A senior New York City Council member has spelt out a series of milestones which need to be passed in order for normalcy to return to the Big Apple — which has been under lockdown for almost a month now.

Council Member Danny Dromm – a visiting professor at Queen's University Belfast — lists three phases the virus most work through before strict quarantine and social distancing measures could be lifted.

He lists the phases as follows:

Widespread Transmission.

Low-Level Transmission

No Transmission

New York state is now being pummelled in the first phase with over 10,000 having died from the virus. However, advancing to the next phase could be possible in late May or June if social distancing and lockdown measures work in reducing the number of new cases, says Council Member Dromm. 

In the Low-Level Transmission phase, new cases would be traced back to their source and testing capacity would be ramped up dramatically while social distancing rules would be relaxed. Without extensive testing in the city of nine million, there can be no progress to the No Transmission phase. Cllr Dromm. In the No Transmission phase, there would be no social distancing but "a large volume of testing will be needed for anyone with Covid-19 symptoms". 

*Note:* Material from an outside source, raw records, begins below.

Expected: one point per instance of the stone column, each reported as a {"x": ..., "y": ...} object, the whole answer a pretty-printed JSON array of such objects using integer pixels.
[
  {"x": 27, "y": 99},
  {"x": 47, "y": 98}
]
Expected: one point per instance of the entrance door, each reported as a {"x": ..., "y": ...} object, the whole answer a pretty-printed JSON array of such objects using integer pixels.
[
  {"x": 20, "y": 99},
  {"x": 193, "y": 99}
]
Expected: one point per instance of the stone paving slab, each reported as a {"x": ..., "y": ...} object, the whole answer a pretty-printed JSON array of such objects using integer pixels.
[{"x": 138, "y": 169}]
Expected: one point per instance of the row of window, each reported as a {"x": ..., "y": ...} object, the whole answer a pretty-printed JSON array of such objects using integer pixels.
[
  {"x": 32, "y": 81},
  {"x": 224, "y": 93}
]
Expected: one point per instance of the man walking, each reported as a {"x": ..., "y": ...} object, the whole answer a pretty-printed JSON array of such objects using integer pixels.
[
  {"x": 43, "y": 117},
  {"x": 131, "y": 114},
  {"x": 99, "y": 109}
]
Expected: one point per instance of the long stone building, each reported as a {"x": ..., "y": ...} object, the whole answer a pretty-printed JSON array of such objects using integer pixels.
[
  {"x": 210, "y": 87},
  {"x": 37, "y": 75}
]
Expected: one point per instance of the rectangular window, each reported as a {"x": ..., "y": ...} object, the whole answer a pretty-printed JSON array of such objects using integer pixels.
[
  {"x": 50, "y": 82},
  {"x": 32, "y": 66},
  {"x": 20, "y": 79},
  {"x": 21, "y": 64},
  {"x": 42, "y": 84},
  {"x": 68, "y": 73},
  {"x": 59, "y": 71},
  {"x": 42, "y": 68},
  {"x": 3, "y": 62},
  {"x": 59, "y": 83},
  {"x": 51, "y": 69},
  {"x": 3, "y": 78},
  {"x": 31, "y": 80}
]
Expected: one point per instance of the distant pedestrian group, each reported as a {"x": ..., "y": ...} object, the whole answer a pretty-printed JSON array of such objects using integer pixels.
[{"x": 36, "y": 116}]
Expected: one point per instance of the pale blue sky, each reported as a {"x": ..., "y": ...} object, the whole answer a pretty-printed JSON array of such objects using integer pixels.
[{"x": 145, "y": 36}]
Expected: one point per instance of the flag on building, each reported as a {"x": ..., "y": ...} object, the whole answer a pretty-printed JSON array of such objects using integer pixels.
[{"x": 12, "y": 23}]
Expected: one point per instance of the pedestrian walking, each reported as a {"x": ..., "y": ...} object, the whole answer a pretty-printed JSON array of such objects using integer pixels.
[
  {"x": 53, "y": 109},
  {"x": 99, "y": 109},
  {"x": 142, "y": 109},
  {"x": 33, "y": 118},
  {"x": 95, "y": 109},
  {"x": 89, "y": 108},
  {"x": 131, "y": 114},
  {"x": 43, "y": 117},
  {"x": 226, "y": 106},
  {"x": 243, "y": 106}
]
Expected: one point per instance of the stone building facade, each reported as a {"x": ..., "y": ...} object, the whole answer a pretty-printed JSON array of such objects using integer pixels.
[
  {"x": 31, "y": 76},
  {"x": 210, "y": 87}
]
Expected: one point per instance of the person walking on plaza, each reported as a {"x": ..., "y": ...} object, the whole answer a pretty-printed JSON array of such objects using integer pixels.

The Democratic politician doesn't indicate when he thinks New York might move to the No Transmission phase. However, he says progress will only be certain when three figures fall in tandem: the number of people admitted to hospital, the number admitted to ICUs and the number who test positive for Covid-19.

"When all 3 indicators have declined together for a set time period, the City will consider changing restrictions," says Council Member Dromm. Governor Andrew Cuomo of New York, who bristled today at suggestions by President Trump that the order to re-open New York would come from the White House, says the Big Apple is not yet out of the woods.  

As the authorities here start to contemplate the world post-coronavirus, the question is could the North follow the same pathway out of the crisis? That is likely only to become clear when the scale of the expected surge is seen. But to date the levels of infection have been lower than predicted and can be managed within current health service capability — despite the Health Minister's plans to have the British Army for a field hospital on the Maze-Long Kesh site. 

However, testing has been slow to start and is not extensive - à la the much-derided British Government approach — and is nowhere near the scale which would be needed if the North were to move to the No Transmission phase or, indeed, to a Low-Level Transmission. In fact, the persistent warnings of Health Minister Robin Swann of a second surge in the autumn is an indication that there are no plans to move to the 'test, test, test' method favoured by the World Health Organisation in tackling Covid-19.